Twice, though, his life intersected this town in important ways.

Martin Luther KingThe first was Friday night, May 22, 1964. According to Woody Klein’s book Westport, Connecticut, King had been invited to speak at Temple Israel by synagogue member Jerry Kaiser.

King arrived in the afternoon. Kaiser and his wife Roslyn sat on their porch that afternoon, and talked with King and 2 of his aides. She was impressed with his “sincerity, warmth, intelligence and genuine concern for those about him — our children, for instance. He seemed very young to bear such a burden of leadership.”

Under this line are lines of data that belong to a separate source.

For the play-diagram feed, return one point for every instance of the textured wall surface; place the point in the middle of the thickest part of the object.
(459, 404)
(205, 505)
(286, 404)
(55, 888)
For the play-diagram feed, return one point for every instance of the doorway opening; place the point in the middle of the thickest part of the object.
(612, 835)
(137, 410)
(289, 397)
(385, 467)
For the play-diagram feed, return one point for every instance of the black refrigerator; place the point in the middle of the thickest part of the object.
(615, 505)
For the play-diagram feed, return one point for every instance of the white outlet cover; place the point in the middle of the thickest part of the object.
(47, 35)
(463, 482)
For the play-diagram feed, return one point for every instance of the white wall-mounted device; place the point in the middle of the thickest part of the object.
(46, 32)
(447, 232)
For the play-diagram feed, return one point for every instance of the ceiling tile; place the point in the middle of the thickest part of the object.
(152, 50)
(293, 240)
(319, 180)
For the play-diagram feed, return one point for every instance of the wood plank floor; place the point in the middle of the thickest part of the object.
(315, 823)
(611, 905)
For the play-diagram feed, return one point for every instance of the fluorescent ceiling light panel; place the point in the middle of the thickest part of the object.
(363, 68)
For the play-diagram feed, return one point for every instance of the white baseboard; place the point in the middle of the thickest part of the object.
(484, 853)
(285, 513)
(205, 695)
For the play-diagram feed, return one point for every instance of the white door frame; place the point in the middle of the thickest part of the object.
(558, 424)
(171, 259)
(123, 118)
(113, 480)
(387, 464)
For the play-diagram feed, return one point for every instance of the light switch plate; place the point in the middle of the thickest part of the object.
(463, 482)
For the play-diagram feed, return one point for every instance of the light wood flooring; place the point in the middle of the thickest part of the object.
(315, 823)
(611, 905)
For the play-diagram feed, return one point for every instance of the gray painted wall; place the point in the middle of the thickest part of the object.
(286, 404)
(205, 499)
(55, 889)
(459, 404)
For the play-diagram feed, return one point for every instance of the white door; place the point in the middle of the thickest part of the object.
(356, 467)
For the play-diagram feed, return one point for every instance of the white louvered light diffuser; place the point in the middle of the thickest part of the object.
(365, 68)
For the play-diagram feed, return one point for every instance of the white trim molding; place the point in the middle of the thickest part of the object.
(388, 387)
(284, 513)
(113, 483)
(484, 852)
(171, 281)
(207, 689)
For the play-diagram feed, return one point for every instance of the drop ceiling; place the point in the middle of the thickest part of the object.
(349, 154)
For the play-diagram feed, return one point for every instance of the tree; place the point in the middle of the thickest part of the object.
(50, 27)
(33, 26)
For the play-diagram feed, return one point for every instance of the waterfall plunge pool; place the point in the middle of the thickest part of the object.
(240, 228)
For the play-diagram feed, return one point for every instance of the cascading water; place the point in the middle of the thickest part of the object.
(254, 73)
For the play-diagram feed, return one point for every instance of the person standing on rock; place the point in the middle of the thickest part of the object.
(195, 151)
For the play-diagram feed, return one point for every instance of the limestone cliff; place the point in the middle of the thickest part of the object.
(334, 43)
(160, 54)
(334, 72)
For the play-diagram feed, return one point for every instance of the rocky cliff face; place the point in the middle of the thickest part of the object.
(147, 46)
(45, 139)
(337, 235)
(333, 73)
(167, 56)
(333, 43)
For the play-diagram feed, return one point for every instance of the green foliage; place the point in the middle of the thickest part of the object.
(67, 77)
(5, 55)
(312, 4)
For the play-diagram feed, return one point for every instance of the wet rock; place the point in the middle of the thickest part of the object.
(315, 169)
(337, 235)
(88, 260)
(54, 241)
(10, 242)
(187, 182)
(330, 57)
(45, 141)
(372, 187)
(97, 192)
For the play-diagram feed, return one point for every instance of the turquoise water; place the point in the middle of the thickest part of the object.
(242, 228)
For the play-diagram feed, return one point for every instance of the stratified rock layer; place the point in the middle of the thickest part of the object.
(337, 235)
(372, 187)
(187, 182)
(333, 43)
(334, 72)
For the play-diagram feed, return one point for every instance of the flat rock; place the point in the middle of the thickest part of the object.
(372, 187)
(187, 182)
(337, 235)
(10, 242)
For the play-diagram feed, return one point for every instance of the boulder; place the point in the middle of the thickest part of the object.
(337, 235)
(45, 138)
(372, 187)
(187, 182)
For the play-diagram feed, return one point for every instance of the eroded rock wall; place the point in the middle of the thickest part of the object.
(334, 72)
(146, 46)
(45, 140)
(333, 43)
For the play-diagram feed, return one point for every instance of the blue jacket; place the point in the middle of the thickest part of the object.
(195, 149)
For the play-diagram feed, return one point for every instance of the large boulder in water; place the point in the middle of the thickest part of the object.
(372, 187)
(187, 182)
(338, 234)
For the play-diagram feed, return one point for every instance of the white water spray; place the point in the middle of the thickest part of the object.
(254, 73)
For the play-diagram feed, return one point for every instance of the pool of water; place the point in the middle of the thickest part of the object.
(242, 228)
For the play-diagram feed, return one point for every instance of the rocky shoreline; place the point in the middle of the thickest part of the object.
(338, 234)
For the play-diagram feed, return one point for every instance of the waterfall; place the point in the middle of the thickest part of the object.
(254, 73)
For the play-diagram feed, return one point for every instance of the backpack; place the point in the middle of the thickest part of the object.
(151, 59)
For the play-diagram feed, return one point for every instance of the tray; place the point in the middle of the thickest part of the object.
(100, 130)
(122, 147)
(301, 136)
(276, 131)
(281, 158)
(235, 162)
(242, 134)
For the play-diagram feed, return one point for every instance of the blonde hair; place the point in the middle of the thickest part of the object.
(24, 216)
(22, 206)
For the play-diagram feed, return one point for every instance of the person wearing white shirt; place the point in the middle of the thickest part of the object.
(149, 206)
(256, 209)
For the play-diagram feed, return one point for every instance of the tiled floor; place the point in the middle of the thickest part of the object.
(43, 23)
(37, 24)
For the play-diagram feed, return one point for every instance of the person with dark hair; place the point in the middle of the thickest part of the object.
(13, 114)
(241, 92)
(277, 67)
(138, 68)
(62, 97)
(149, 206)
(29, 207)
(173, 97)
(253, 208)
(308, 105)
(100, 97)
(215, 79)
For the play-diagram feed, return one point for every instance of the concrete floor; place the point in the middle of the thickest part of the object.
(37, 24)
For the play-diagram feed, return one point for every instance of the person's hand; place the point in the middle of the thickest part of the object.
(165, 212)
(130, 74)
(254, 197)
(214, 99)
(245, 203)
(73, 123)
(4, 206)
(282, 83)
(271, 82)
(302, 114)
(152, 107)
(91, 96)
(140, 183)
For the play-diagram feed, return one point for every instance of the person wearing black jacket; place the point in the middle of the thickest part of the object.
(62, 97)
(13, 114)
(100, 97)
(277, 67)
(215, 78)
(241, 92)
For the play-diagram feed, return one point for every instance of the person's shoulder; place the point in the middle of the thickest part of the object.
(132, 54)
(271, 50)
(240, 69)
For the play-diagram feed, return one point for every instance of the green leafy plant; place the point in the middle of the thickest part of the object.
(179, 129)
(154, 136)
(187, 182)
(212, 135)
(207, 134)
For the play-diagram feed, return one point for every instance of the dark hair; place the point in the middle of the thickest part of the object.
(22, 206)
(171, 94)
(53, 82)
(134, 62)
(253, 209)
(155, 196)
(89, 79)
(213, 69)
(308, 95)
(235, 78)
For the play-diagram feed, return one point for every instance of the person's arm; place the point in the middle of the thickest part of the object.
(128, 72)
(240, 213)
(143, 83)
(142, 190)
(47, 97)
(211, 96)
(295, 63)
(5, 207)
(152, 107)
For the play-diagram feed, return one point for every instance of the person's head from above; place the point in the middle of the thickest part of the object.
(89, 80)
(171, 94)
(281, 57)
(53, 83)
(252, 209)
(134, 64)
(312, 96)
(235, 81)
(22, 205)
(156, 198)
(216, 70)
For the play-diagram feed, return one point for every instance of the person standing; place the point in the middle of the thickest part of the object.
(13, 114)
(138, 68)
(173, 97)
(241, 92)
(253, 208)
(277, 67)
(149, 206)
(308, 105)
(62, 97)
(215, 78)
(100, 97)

King’s sermon — to a packed audience — was titled “Remaining Awake Through a Great Revolution.” He analogized his America to the time of Rip Van Winkle — who also “slept through a revolution. The greatest liability of history is that people fail to see a revolution taking place in our world today.  We must support the social movement of the Negro.”

Westport artist Roe Halper presented King with 3 woodcarvings, representing the civil rights struggle. He hung them proudly in the front hallway of his Atlanta home.

Artist Roe Harper (left) presents Coretta Scott King with civil rights-themed wood carvings.

Artist Roe Halper (left) presents Coretta Scott King with civil rights-themed wood carvings.

Within a month Temple Israel’s rabbi, Byron Rubenstein, traveled south to take place in a nonviolent march. He was arrested — along with Rev. Dr. Martin Luther King.

In jail, the rabbi said, “I came to know the greatness of Dr. King. I never heard a word of hate or bitterness from that man, only worship of faith, joy and determination.”

King touched Westport again less than 4 years later. On April 5, 1968 — the day after the civil rights leader’s assassination in Memphis — 600 Staples students gathered for a lunchtime vigil in the courtyard. Nearby, the flag flew at half-staff.

A small portion of the large crowd listens intently to Fermino Spencer, in the Staples courtyard.

A small portion of the large crowd listens intently to Fermino Spencer, in the Staples courtyard.

Vice principal Fermino Spencer addressed the crowd. Movingly, he spoke about  his own experience as an African American. Hearing the words “my people” made a deep impression on the almost all-white audience. For many, it was the 1st time they had heard a black perspective on white America.

No one knew what lay ahead for their country. But student Jim Sadler spoke for many when he said: “I’m really frightened. Something is going to happen.”

Something did — and it was good. A few hundred students soon met in the cafeteria. Urged by a minister and several anti-poverty workers to help bridge the chasm between Westport and nearby cities, Staples teachers and students vowed to create a camp.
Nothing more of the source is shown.